Troisièmement et enfin, l'apparition sur la scène d'une nouvelle milice chiite pro-iranienne pourrait également être considérée comme un signe, qui pourrait sans aucun doute constituer une menace pour le géant américain en Irak. Bien que peu de faits soient encore connus, ils s'appellent eux-mêmes la Ligue révolutionnaire ou Usbat al-Thairen. Leur première apparition publique a eu lieu le 15 mars, trois jours après l'attaque de Taji. Par le biais d'une vidéo, ils ont revendiqué cette offensive et ont lancé de nouveaux avertissements contre les soldats américains déployés en Irak. « Cette opération n'est que le début et la fin est encore à venir », ont-ils déclaré.

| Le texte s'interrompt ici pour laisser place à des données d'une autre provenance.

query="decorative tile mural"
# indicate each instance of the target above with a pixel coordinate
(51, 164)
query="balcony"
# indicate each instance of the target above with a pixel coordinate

Le Pentagone n'a pas encore fait de déclaration sur cette milice, qui a déjà été considérée comme une grave erreur par certains experts en la matière, car « il est risqué d'ignorer le potentiel d'un autre nouveau groupe qui a des problèmes avec l'occupation américaine et dont on ne sait pratiquement rien », selon l'analyste Jason Ditz d'Antiwar. Bien que la position officielle soit celle du silence absolu, la réorganisation des troupes et la construction de la base dans l'ouest du pays pourraient également signifier que les États-Unis se préparent à faire face à cette nouvelle menace, de manière offensive et même par des opérations de défense préventive, ce qui, encore une fois, cadrerait avec la théorie du parlementaire irakien.